The epidermal peels were exposed to air with or without 1.0 μl⋅liter−1 O3 for 3 hr in a custom-made Petri dish with a gas inlet and outlet. The flow through the Petri dish during exposure was 400 ml⋅liter−1. Whole plants were treated with 0, 0.10, or 0.18 μl⋅liter−1 O3 in continuous stirred tank reactors (21) located in a charcoal-filtered greenhouse.

Patch Clamp Recording.

Two different sets of solutions were used for the patch-clamp recordings presented in Fig. 1 A and B (bath and pipette solution I) and C and D (bath and pipette solution II).
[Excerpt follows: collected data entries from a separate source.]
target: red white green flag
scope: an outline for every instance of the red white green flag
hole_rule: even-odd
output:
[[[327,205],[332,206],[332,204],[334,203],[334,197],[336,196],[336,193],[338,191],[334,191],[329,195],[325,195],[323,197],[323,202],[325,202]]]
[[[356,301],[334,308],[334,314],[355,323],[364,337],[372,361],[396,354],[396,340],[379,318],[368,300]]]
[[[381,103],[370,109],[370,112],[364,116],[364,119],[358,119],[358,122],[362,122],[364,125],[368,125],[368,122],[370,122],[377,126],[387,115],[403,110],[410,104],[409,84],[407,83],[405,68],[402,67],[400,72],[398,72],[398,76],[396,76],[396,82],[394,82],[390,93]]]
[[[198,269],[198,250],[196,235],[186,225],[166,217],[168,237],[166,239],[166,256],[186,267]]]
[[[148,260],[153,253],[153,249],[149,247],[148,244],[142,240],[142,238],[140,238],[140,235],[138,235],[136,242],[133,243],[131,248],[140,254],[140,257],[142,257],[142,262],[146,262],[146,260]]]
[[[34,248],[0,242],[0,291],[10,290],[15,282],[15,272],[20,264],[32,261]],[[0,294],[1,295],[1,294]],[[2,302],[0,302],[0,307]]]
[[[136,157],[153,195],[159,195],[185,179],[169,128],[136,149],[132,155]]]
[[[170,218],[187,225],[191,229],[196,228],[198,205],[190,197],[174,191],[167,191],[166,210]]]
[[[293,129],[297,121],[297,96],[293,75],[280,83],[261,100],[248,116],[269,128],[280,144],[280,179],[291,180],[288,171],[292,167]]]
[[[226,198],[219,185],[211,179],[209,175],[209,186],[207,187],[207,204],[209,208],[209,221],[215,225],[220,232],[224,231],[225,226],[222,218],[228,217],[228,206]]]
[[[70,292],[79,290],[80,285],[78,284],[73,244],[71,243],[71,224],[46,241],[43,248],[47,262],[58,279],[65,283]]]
Bath solution I contained 100 mM KCl, 1 mM MgCl2, 1 mM CaCl2, 5 mM Mes, 5 mM Hepes at pH 5.6 (adjusted with Tris), and sorbitol to a final osmolality of 460 mOsm⋅kg−1. Pipette solution I contained 80 mM K+ glutamate, 20 mM KCl, 2 mM MgCl2, 10 mM Hepes, 2 mM EGTA, and 2 mM Mg-ATP (Sigma) (added daily) at pH 7.8 (KOH) and adjusted to 480 mOsm⋅kg−1 with sorbitol. Bath solution II contained 10 mM K-glutamate, 1 mM CaCl2, 2 mM MgCl2, 10 mM Mes, 0.25–0.50 mM N-methyl glucamine (pH 5.5), and mannitol to a final osmolality of 480 mOsm⋅kg−1. This solution was used initially in experiments presented in Fig. 1 C and D because it promoted formation of a high resistance (GΩ) seal. Before O3 exposure of the cells, this solution was exchanged by bath perfusion and was replaced with the phosphate buffer previously described. Pipette solution II contained 100 mM K-glutamate, 2 mM MgCl2, 0.2 mM 1,2-bis(2-aminophenoxy)ethane-N,N,N′,N′-tetraacetate, 4 mM Mg-ATP, 20 mM Hepes, and mannitol to a final osmolality of 520 mOsm⋅kg−1.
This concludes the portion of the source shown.